Weitz has made several pleasant movies in the past and even a rare good one (2015's Grandma, which also starred Tomlin). But while the leads are reliably wonderful, Moving On's tone is wrongheadedly all over the map, and the film immediately gets points docked for being so aggressively PC that, if the film were a bigger hit, it would likely stand as the fundraising poster child for every Far Right coalition in America. One of Claire's exes turns out to be Roundtree's Ralph, and they re-consummate their late-in-life love. Ralph's daughter and grandchildren, all three of whom are unfailingly well-mannered and polite, are fully supportive of the mixed-race union. Evelyn is an out-and-proud lesbian who reveals, at the woman's funeral, that she had a years-long sexual relationship with Howard's wife. A friendly trans kid shows up at Evelyn's retirement-home dwelling to again try on shoes and earrings. The child is of Hispanic descent, and one of his concerned parents is in a wheelchair. Despite my own liberal tendencies, my brain began to ache at the number of stereotypically liberal talking-point boxes being dutifully checked off here, and the only human subset Weitz appears to have no empathy for is the conservative, late-middle-aged white man – a deserving nemesis, to be sure, but a target made lazily easy to loathe due to McDowell's cartoon villainy. I'm glad Mom enjoyed 85 minutes in the company of two of her favorite movie stars. But moving on … .

Being Mary Tyler Moore

Another route to my mother's movie-loving heart, I knew, would be a feature-length documentary on one of her – make that everyone's – favorite TV stars. So it was with great delight that I introduced her to the HBO Max (sorry … Max) doc Being Mary Tyler Moore, which debuted at the end of May, and which I had already seen a few days prior. Watching it with Mom this time, thankfully, I managed to refrain from sobbing. It's hard to argue that director James Adolphus' two-hour love letter wouldn't have been improved by the addition of another 60 minutes, as there's no mention of her Emmy-winning '90s portrayal in Stolen Babies or her post-plastic-surgery years that made us all feel sad for her, or even much about the months and years leading to her 2017 passing. But those inclusions would all be bummers, and this documentary is an almost non-stop high, boasting copious scenes from The Dick Van Dyke Show and The Mary Tyler Moore Show alongside off-screen reminiscences from the likes of James Burrows, James L. Brooks, Julia Louis-Dreyfus, Reese Witherspoon, and Moore's widowed husband Robert Levine.

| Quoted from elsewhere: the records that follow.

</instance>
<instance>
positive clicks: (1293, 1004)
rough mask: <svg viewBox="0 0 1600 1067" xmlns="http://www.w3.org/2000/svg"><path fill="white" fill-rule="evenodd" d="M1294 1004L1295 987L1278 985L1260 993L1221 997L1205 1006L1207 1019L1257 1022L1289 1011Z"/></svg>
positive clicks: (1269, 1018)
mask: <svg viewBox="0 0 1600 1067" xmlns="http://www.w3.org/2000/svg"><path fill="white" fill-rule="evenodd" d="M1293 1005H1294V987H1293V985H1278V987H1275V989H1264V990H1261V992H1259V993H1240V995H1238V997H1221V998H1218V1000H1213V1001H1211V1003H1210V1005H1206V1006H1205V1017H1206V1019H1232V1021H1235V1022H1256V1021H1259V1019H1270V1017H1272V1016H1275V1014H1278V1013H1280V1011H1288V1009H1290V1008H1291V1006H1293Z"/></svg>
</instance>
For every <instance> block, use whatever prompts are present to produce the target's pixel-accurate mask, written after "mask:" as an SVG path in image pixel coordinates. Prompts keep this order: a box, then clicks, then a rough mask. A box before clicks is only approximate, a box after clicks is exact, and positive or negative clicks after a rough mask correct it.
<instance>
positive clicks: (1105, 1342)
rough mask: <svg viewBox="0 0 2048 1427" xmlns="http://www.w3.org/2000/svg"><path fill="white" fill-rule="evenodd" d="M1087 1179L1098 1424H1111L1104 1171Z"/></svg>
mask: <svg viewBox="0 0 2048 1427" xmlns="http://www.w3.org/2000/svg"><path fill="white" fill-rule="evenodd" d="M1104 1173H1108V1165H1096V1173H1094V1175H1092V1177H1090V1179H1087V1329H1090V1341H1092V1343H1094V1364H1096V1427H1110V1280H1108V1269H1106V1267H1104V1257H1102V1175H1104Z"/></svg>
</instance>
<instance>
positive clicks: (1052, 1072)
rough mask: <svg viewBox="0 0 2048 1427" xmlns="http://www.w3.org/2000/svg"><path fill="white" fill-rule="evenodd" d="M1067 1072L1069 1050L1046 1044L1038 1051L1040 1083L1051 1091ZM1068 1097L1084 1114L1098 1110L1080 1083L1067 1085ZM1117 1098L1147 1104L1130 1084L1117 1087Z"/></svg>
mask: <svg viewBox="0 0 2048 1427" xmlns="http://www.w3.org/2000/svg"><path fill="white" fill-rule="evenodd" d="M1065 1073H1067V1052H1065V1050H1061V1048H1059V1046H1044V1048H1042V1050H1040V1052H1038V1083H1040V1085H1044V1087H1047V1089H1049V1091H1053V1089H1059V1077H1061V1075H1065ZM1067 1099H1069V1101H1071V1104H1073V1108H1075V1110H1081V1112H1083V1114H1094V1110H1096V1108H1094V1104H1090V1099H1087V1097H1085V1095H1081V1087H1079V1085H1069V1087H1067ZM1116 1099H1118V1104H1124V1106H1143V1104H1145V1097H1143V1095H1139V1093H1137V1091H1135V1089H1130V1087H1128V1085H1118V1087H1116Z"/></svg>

The tragic death of Moore's son is duly acknowledged, as is the bitter irony of his passing coinciding with the release of Ordinary People, and we're frequently shown that no one was harder on Moore than Moore herself, who tells James Lipton, in a late-career interview, that she'll always only think of herself as “a failed dancer.” But for this viewer whose formative years were spent watching The Mary Tyler Moore Show every Saturday with his grandmother, and for that kid's mother who still has fond memories of the performer's unseen Gal Friday role as Sam on the '50s TV yarn Richard Diamond, Private Detective, Being Mary Tyler Moore is utter joy, never more so – at least for me – than when its subject quietly yet unmistakably demolishes David Susskind's cringey sexism during a TV interview in the mid-'60s. It's a doc that, if enough people saw it, could turn the world on with Moore's smile.